Page 2 of 2

Re: Peacock's Variations

PostPosted: Wed Nov 23, 2011 7:32 pm
by John Gibbons
The Marsden tunes are wonderful, but as Adrian says, a bit different.

Note the Butterfly is not a 3/2 hornpipe, but a 9/4 jig, whatever Marsden wrote at the front!
But a fine one for all that! It's The Suttors of Selkirk.

Marsden's 'Madam Catbrin's' is a close relative of Henry Atkinson's 'Uncle John'.
I once made a big set out of the pair of them.
But fiddle hornpipes, with their wider range and having more chords available,
behave differently from bagpipe ones.

Slap and Kiss one of Marsden's most obvious 'originally bagpipe' tunes,
is a relative, I think, of All the Night I Lay with Jockey, and Matt links it to Dixon's
'Nichol Foster's Hornpipe' too. Both connections are fairly clear but not both at the same time...

John

Re: Peacock's Variations

PostPosted: Thu Nov 24, 2011 11:25 am
by OldTomsRant
Going back to Francis' original post, I think he makes an important point about how literally we take Peacock's settings. Any transcription is likely to be a snapshot of what was played at that moment in time, or maybe even an approximation to what he usually played in Peacock's case.
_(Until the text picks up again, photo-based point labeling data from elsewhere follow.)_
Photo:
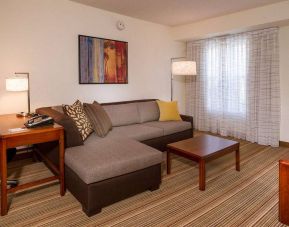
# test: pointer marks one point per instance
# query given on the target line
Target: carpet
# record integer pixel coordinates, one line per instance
(245, 198)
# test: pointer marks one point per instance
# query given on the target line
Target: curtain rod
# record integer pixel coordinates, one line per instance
(238, 33)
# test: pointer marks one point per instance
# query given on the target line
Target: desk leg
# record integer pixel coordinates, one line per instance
(3, 167)
(202, 175)
(238, 159)
(61, 164)
(168, 162)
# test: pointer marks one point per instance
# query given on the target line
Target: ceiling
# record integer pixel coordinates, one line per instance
(175, 12)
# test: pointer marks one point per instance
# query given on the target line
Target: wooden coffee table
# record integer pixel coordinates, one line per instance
(202, 149)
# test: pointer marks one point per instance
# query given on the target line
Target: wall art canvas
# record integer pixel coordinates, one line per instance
(102, 61)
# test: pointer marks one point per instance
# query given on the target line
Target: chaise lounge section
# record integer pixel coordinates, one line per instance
(101, 171)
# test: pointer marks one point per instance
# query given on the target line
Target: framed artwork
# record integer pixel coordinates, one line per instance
(102, 61)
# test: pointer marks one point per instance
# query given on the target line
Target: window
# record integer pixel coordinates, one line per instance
(225, 76)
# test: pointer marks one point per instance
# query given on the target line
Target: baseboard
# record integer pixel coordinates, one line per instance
(283, 144)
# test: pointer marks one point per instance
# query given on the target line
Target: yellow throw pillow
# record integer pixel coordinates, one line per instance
(169, 111)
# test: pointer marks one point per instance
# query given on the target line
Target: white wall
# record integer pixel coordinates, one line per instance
(284, 82)
(269, 15)
(41, 37)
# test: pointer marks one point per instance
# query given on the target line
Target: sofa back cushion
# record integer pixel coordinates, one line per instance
(99, 119)
(71, 133)
(123, 114)
(148, 111)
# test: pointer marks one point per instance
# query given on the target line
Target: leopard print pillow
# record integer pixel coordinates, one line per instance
(76, 112)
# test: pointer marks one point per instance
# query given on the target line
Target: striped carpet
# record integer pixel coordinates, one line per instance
(246, 198)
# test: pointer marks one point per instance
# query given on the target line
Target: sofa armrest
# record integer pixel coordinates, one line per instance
(188, 119)
(71, 134)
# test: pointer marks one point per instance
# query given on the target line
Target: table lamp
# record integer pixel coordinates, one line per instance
(182, 68)
(20, 82)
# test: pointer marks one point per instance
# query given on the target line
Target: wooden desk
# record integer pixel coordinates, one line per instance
(202, 149)
(26, 137)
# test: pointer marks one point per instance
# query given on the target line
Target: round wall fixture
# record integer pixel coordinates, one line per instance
(120, 25)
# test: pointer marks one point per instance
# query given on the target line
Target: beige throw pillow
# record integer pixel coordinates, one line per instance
(99, 119)
(76, 112)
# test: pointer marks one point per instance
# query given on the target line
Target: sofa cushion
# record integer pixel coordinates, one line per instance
(103, 158)
(138, 132)
(99, 119)
(122, 114)
(76, 112)
(71, 133)
(169, 111)
(170, 127)
(148, 111)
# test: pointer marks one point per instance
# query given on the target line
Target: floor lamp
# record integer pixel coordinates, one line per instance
(20, 82)
(182, 68)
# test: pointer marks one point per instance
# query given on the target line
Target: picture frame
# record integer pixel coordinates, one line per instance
(102, 61)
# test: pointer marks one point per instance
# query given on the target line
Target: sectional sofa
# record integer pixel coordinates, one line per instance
(101, 171)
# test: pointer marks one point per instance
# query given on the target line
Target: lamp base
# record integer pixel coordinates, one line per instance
(23, 114)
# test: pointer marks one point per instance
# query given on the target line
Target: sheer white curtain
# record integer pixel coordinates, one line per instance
(236, 90)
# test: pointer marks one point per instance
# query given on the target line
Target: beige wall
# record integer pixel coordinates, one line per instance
(284, 82)
(41, 37)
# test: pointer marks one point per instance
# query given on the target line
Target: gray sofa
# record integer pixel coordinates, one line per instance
(105, 170)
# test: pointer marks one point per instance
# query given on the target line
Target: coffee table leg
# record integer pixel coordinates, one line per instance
(168, 162)
(238, 159)
(202, 175)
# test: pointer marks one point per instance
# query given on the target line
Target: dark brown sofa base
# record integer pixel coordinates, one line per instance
(100, 194)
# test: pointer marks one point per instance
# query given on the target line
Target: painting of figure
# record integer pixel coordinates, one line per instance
(102, 61)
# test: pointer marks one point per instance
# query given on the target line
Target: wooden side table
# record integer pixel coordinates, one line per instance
(10, 139)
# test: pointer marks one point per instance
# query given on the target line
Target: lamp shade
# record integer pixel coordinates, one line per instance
(184, 68)
(17, 84)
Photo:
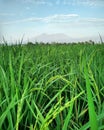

There are differences between Henry Clough's settings of tunes and those of his son Tom. It is tempting to catalogue these as distinct records of the tune at different points in history, yet often the differences appear to be little more than alternative interpretations: sometimes there are greater discrepancies between two of Tom's notations of the same tune. Neither is there necessarily an 'improvement' of the piece over time, but rather, alternative versions reflecting individual' tastes. Personally, the way I have played Cuddy Claw'd Her this week is different to how I was playing it a fortnight ago.

While Tom Clough commented that Felton Lonnen "Has always been played in our family this way", comparison of his setting with Henry's might suggest otherwise, if the written notes are taken as evidence. Obviously there is a lot more to the tradition than note-for-note reproduction of historical settings. Past players in an unbroken tradition may have taken that for granted, but our task here is to rediscover everything that underpinned that tradition, and not to get too hung up about the 'dots'

Chris

Re: Peacock's Variations

PostPosted: Fri Nov 25, 2011 12:22 am
by adrian
What I'm trying to say is, that Peacock, Clough and the Tyneside, Border and Carlisle varions have certain runs in them, which is not the same as elsewhere. Going through the Johnny Green Cheshire manuscript, the tunes show perculier endings, which are not the same as Northern tunes.

Re: Peacock's Variations

PostPosted: Fri Nov 25, 2011 9:54 am
by John Gibbons
I think the figuration of these tunes depends in detail on the instrument the setting is for.
Atkinson's 'Uncle John' has a lot in common with Marsden's 'Madam Catbrin' they are on the same ground and both are for fiddle.
Some of the figures in 'Mr Preston' - originally a 9-note pipe tune - are very Dixon-like.
You write variations that sit well under the fingers on your own instrument.

John

Re: Peacock's Variations

PostPosted: Wed Feb 29, 2012 5:27 pm
by Matt Seattle
Francis Wood wrote:Quite right to question Wright's competence! It's a sloppy effort and very cheaply produced.

It's a priceless work, done for the love of, and for the lovers of 'this kind of music' as T Bewick has it. The effort expended in notating and engraving was out of all proportion to any likelihood of material gain. I too am 'excessively pleased' with it. One of the outstanding artifacts of human civilisation.

Francis Wood wrote:the quality of the work introduces several ambiguities

most of which are easily resolved from other sources or by native wit.

Re: Peacock's Variations

PostPosted: Wed Mar 14, 2012 11:46 pm
by John Gibbons
The size of Wright's actual market can be judged from the tiny number of surviving copies; however the number of early 19th century and later sources which have verbatim (or extended) Peacock variation sets shows that it did satisfy an unmet need.
It did that much better than NM did 3/4 of a century later!
So it may well have been done as a labour of love, despite the typos. If the music was not engraved in Newcastle, unlike the frontispiece and fingering chart, then blaming Wright for them is maybe unfair.